Monday, April 1, 2019

The Hard Edit of Life


In Improv, for me, one of the hardest things to master is the edit. Simply put, editing is where you ‘wipe’ the scene and start something new. Think back to every time, Michael Palin, John Cleese, Terry Gilliam or Eric Idle (Monty Python) gleefully shouted, “And now for something completely different” and you have the general idea of an edit.

There are ‘tag edits’, meaning you tap someone on the shoulder and take their place in the scene and in so doing, bring a fresh approach or idea to that scene and then there is the so-called, ‘hard edit’ where you walk across the stage, ending all scenes and wiping everyone from the stage. It’s the equivalent of bringing down the curtain in dramatic theatre. There is generally very little or no curtain in improv and it makes sense, a curtain would just get in the way of all that scene building.

One of my instructors, wisely said recently that in life, just like improv “mastering it means knowing when to edit”. And just like in improv, where the real beauty of it, is its impermanence, so life can be also.

I think the most difficult thing for me personally is that I have always lived my life so safely. There have been many times where I’ve almost quit on Improv, because it was forcing me to change so frequently and disquietingly. I’m a much more conventional type of person than many of my scene partners and often I wonder if I ‘stick out too much’. ‘Am I suited for this?’ is a question that I often ponder when standing outside of myself and observing the other me in class and shows.

Being Gen X is often problematic as well, so many of my classmates and scene partners are so much younger than I, with Millennials often the elder-statesmen where it used to be my fellow Gen X’ers. One time, we were called to do an exercise where we pretended to take  objects out of an imaginary gym bag, making statements about them and pantomiming their use, acting on whatever impulse you had, but all of the objects had to follow a ‘trend’ and then you were to ‘hand them’ to your scene partner who in turn would respond as to how he or she felt about these objects. I found myself pulling out a Slinky, an old Duran Duran tape, a beat up old Cabbage Patch kid, and other assorted Gen X paraphernalia out of the bag, thoroughly enjoying myself and eagerly acting out all my nostalgia and enthusiasm for these missed objects. When the scene finished and the instructor came around to ask the question every improviser hears 1,000 times by the end of their first year, “how did that feel?” my scene partner said, “I dunno, she was pulling out all of these old 80’s toys and stuff!” And bam! once again it hits me over the head, we are a generation apart, while he might know of the objects, he doesn’t really get how I felt about them, because he probably never played with any of them. It was the same in an earlier class where I attempted to explain the concept of sticker albums and trading of the same, to nothing but blank looks and a couple of people who just looked up for a second before diving back into the conversation they were having with a colleague on social media on their I-phone.

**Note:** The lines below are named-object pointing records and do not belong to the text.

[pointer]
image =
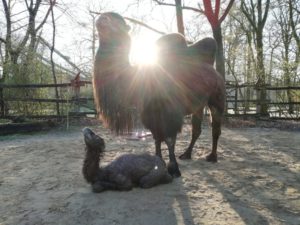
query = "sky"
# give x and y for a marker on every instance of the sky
(74, 26)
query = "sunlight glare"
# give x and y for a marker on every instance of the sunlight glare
(143, 51)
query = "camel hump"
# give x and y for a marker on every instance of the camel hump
(205, 50)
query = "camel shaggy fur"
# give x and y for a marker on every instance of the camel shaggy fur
(123, 173)
(183, 83)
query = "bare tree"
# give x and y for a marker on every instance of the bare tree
(257, 17)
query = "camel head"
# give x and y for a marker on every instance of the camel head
(93, 142)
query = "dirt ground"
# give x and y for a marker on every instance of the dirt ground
(256, 181)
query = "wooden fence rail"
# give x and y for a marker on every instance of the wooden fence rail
(236, 104)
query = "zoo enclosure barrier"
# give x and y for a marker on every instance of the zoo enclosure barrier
(241, 100)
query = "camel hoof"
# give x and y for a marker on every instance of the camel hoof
(185, 156)
(97, 188)
(212, 158)
(174, 170)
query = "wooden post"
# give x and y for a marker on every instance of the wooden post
(76, 88)
(235, 99)
(2, 109)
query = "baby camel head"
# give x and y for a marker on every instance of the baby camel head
(93, 142)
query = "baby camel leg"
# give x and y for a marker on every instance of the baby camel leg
(158, 175)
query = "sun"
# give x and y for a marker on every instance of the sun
(143, 51)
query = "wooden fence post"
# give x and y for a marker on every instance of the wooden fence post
(2, 109)
(76, 88)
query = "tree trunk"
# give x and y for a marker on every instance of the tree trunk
(220, 63)
(179, 17)
(262, 106)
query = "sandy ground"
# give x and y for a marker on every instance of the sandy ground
(256, 181)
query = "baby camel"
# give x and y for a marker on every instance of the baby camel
(123, 173)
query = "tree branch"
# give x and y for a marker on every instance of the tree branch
(46, 16)
(2, 40)
(137, 22)
(247, 14)
(226, 11)
(266, 12)
(183, 7)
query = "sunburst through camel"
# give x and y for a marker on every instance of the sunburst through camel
(182, 83)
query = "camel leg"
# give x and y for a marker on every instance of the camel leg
(196, 131)
(173, 168)
(158, 148)
(216, 132)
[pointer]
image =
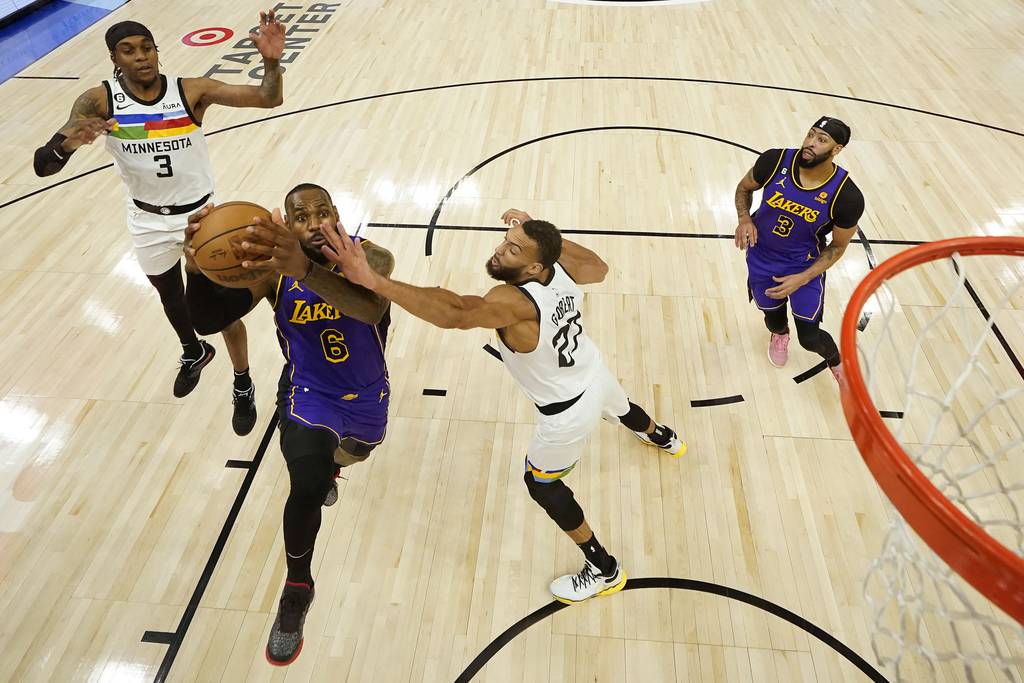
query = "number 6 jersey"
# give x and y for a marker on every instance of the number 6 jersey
(158, 145)
(327, 351)
(565, 360)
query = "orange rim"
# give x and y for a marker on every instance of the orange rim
(993, 569)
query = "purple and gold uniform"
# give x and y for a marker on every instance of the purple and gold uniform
(792, 223)
(335, 377)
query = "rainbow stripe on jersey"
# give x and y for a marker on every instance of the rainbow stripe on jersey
(148, 126)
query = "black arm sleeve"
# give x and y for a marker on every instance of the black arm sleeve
(212, 307)
(766, 165)
(51, 157)
(849, 206)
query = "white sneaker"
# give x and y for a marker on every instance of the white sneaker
(675, 446)
(588, 583)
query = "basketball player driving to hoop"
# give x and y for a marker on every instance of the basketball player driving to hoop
(537, 312)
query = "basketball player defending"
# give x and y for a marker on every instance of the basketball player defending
(153, 128)
(538, 312)
(806, 197)
(333, 395)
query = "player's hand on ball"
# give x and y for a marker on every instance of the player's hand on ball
(747, 233)
(190, 229)
(346, 253)
(273, 246)
(515, 217)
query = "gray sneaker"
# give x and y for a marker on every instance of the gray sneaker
(286, 637)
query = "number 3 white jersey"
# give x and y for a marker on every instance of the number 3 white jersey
(565, 360)
(158, 145)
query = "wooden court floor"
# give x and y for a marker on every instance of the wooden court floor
(122, 519)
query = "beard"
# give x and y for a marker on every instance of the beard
(314, 254)
(812, 162)
(500, 272)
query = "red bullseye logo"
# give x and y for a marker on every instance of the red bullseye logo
(204, 37)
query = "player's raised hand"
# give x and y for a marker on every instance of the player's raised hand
(269, 38)
(345, 252)
(85, 131)
(515, 217)
(190, 229)
(273, 246)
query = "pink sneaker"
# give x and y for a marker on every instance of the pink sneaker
(838, 374)
(778, 349)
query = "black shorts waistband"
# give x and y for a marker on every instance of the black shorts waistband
(561, 407)
(171, 210)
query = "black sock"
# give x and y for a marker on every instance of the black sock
(660, 435)
(193, 350)
(300, 568)
(242, 381)
(597, 555)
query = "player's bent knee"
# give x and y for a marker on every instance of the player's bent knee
(310, 477)
(556, 499)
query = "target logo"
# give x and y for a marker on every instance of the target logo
(204, 37)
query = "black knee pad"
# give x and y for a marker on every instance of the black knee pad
(557, 501)
(777, 319)
(169, 286)
(810, 336)
(309, 454)
(356, 449)
(310, 477)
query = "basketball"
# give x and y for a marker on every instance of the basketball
(218, 245)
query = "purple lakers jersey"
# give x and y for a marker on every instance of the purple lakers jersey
(792, 220)
(326, 350)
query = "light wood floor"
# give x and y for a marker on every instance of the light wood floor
(113, 494)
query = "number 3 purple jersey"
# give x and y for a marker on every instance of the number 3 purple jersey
(327, 351)
(792, 221)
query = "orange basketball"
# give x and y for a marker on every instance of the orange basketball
(218, 245)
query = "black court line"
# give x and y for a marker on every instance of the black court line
(539, 79)
(808, 374)
(601, 232)
(725, 400)
(204, 580)
(684, 585)
(428, 245)
(239, 464)
(995, 329)
(45, 78)
(159, 637)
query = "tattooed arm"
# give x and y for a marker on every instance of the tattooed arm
(351, 299)
(86, 123)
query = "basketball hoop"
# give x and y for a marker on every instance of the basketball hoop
(948, 504)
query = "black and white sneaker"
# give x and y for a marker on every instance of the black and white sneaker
(244, 415)
(588, 583)
(286, 639)
(190, 369)
(673, 445)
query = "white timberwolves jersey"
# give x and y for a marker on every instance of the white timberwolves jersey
(565, 360)
(158, 145)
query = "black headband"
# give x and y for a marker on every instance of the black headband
(838, 130)
(123, 30)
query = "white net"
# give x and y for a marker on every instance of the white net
(941, 348)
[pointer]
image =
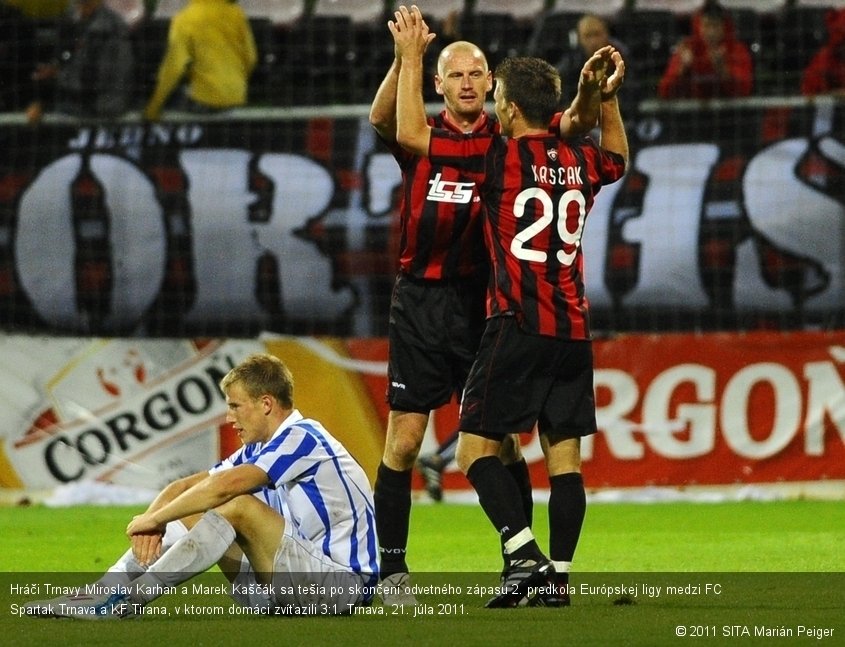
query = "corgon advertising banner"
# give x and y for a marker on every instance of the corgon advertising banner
(672, 410)
(731, 212)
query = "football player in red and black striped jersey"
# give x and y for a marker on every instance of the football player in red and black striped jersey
(534, 364)
(437, 312)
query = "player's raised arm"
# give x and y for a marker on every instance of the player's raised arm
(583, 113)
(411, 36)
(613, 135)
(383, 109)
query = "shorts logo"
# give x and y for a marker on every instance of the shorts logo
(446, 191)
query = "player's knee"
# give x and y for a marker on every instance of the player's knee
(510, 451)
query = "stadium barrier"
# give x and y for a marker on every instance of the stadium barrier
(732, 217)
(673, 410)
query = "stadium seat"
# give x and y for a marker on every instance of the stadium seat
(264, 80)
(524, 10)
(800, 32)
(319, 61)
(678, 7)
(358, 11)
(149, 41)
(553, 35)
(496, 34)
(166, 9)
(650, 36)
(760, 6)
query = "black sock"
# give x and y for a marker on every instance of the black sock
(519, 472)
(567, 507)
(392, 498)
(500, 499)
(447, 448)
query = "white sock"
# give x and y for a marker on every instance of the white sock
(562, 567)
(197, 551)
(127, 568)
(518, 540)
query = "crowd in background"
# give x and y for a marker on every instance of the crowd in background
(101, 58)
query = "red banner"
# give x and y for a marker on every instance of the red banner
(680, 410)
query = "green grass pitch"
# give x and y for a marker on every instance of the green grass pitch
(778, 567)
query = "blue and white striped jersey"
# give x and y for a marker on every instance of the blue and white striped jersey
(320, 490)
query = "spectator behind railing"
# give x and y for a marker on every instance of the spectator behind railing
(211, 42)
(91, 75)
(17, 57)
(593, 34)
(825, 74)
(709, 63)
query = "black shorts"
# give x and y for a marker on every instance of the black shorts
(433, 335)
(519, 379)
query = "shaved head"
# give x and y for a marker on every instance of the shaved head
(459, 48)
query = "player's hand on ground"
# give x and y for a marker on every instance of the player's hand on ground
(146, 547)
(145, 534)
(411, 35)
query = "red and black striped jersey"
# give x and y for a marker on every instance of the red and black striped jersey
(440, 221)
(536, 192)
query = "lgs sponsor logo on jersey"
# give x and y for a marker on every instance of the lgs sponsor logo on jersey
(448, 191)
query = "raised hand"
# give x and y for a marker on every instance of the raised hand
(411, 35)
(613, 82)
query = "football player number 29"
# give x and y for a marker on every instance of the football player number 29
(521, 244)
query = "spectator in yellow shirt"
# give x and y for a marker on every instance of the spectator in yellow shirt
(211, 42)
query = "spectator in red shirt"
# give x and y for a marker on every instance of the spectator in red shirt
(711, 62)
(826, 70)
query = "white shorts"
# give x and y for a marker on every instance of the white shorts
(305, 581)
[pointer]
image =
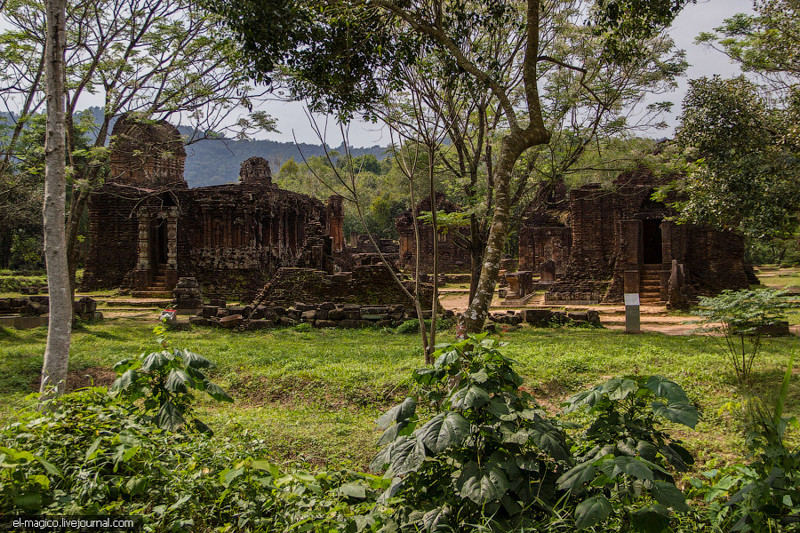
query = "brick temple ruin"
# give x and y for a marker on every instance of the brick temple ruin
(595, 244)
(147, 229)
(452, 257)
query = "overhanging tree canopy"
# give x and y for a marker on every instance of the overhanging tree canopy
(350, 49)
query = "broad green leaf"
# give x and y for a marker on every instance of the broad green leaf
(216, 392)
(666, 388)
(227, 476)
(669, 495)
(679, 459)
(679, 412)
(529, 462)
(406, 455)
(630, 466)
(30, 501)
(91, 453)
(121, 366)
(178, 381)
(382, 459)
(499, 409)
(436, 520)
(482, 484)
(124, 381)
(169, 417)
(443, 431)
(646, 450)
(470, 397)
(592, 511)
(619, 388)
(590, 398)
(195, 361)
(574, 478)
(427, 376)
(652, 519)
(136, 485)
(50, 467)
(398, 413)
(391, 433)
(155, 361)
(262, 465)
(549, 439)
(353, 490)
(480, 376)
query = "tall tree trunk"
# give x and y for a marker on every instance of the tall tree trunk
(473, 319)
(6, 238)
(56, 355)
(435, 251)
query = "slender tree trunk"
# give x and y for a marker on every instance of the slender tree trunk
(435, 250)
(56, 355)
(5, 247)
(473, 319)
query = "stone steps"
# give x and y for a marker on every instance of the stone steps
(152, 294)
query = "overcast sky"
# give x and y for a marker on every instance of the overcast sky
(695, 18)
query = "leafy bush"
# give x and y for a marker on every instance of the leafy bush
(164, 379)
(624, 453)
(90, 455)
(763, 495)
(488, 449)
(490, 453)
(743, 317)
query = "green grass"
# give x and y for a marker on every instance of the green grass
(313, 396)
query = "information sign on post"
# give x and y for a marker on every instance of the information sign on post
(632, 320)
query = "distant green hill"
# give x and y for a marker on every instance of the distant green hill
(214, 162)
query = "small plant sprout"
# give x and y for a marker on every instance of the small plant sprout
(743, 318)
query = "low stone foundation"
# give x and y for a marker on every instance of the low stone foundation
(325, 315)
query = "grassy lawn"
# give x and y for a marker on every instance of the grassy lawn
(313, 396)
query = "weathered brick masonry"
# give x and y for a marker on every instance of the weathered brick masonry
(147, 228)
(619, 240)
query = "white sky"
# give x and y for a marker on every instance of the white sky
(704, 61)
(695, 18)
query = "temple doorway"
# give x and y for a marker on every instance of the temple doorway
(159, 251)
(651, 242)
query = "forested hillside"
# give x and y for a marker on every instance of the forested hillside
(213, 162)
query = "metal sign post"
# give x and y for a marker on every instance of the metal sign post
(632, 319)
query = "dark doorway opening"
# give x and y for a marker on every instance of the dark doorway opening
(158, 244)
(651, 241)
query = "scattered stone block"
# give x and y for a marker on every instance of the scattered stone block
(230, 321)
(260, 324)
(209, 311)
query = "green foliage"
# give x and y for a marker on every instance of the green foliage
(764, 42)
(763, 495)
(412, 326)
(745, 168)
(164, 381)
(742, 317)
(89, 455)
(623, 453)
(488, 449)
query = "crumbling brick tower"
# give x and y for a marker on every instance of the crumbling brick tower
(147, 228)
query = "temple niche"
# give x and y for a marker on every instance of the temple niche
(452, 257)
(608, 242)
(147, 228)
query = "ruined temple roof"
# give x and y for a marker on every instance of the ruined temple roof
(156, 138)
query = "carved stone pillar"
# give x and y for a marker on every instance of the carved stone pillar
(141, 276)
(171, 275)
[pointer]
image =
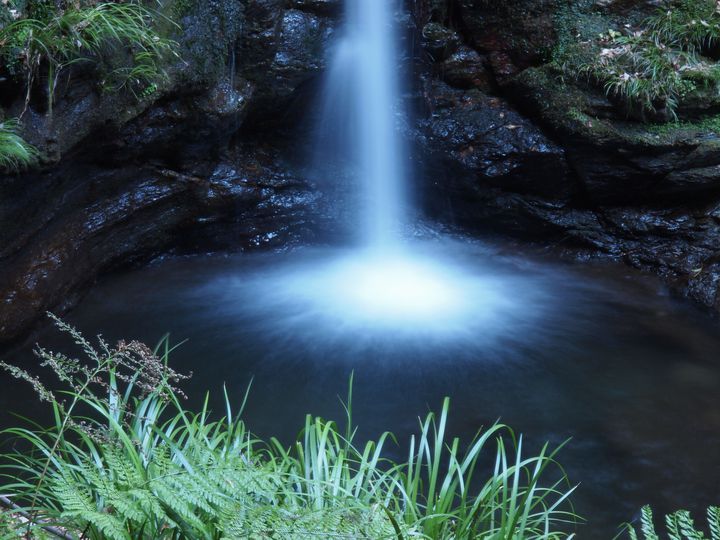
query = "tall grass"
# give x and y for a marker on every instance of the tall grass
(106, 34)
(678, 526)
(125, 459)
(15, 152)
(653, 67)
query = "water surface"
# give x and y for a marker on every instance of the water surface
(599, 354)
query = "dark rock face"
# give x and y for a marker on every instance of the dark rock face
(474, 134)
(127, 180)
(572, 172)
(505, 147)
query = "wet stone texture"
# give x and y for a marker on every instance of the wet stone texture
(206, 163)
(187, 170)
(509, 147)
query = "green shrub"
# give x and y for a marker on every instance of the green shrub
(125, 459)
(15, 152)
(652, 68)
(678, 526)
(118, 36)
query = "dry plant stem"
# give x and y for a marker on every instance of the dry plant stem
(56, 444)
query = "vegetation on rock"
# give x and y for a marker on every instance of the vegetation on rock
(126, 460)
(655, 67)
(40, 40)
(678, 525)
(15, 152)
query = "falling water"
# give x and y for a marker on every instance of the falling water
(361, 96)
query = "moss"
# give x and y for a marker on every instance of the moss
(650, 66)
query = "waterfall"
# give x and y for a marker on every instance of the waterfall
(362, 92)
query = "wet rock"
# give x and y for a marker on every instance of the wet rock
(324, 8)
(465, 68)
(440, 41)
(117, 218)
(281, 50)
(485, 138)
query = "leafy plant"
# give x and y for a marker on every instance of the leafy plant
(106, 33)
(652, 68)
(125, 459)
(15, 152)
(678, 525)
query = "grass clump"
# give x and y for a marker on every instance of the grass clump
(652, 68)
(15, 152)
(678, 526)
(125, 459)
(120, 37)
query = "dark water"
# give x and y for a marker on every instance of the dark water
(601, 355)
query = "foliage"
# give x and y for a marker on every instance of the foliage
(15, 152)
(124, 459)
(653, 67)
(119, 36)
(678, 525)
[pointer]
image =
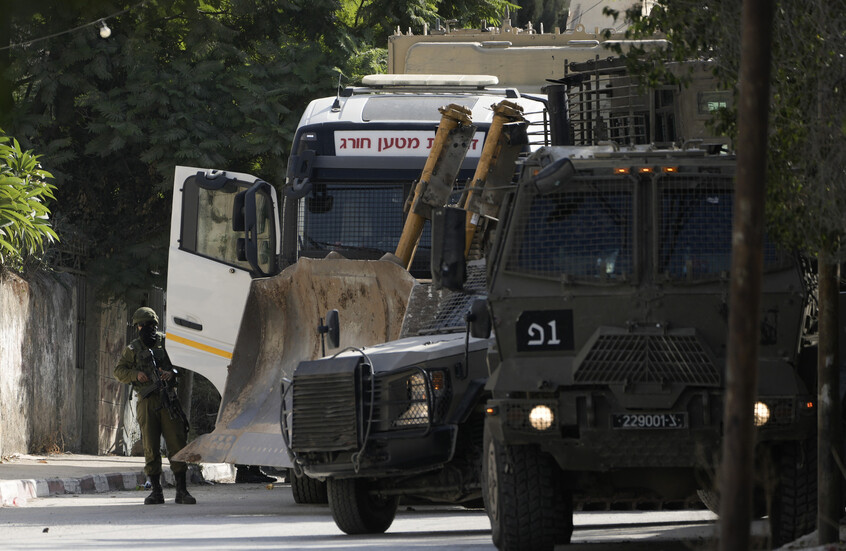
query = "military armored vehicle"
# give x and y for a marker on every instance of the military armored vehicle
(608, 289)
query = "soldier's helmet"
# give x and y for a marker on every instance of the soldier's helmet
(144, 315)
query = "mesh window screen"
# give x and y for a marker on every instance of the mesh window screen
(696, 227)
(359, 221)
(584, 233)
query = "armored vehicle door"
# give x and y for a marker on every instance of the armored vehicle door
(225, 229)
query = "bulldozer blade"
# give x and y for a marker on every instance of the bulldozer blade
(279, 329)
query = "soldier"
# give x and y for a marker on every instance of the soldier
(135, 367)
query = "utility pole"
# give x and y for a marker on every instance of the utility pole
(746, 275)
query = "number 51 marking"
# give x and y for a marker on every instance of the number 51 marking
(537, 335)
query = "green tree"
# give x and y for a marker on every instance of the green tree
(806, 173)
(24, 213)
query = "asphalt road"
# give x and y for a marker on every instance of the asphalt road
(253, 516)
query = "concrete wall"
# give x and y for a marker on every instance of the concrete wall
(40, 383)
(57, 352)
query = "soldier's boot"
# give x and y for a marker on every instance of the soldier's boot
(156, 497)
(182, 495)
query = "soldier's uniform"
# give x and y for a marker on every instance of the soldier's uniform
(154, 419)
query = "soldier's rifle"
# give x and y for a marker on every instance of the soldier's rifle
(167, 393)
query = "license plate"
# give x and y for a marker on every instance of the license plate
(649, 421)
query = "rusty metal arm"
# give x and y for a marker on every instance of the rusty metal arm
(449, 148)
(495, 167)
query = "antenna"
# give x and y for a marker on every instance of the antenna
(336, 105)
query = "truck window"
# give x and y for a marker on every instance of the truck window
(585, 234)
(207, 225)
(360, 220)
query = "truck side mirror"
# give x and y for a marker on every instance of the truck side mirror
(332, 329)
(449, 268)
(480, 319)
(334, 325)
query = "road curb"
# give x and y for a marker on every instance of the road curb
(16, 492)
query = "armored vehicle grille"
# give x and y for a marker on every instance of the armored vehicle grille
(324, 413)
(633, 358)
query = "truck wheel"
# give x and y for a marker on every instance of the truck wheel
(307, 491)
(356, 510)
(793, 512)
(526, 503)
(711, 500)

An even stickier situation is when you are Gen X and single and find yourself, unsettlingly attracted to someone who could also potentially be your son, or was too young to remember Challenger.

That’s when the editing comes in again, what am I doing in this life? Do I belong in this group? What could I do differently to change my situation? Should I move? 

Most of the time however, inertia takes over and you allow yourself the luxury of doing nothing…which any improviser worth their salt knows is the best way to ruin a scene.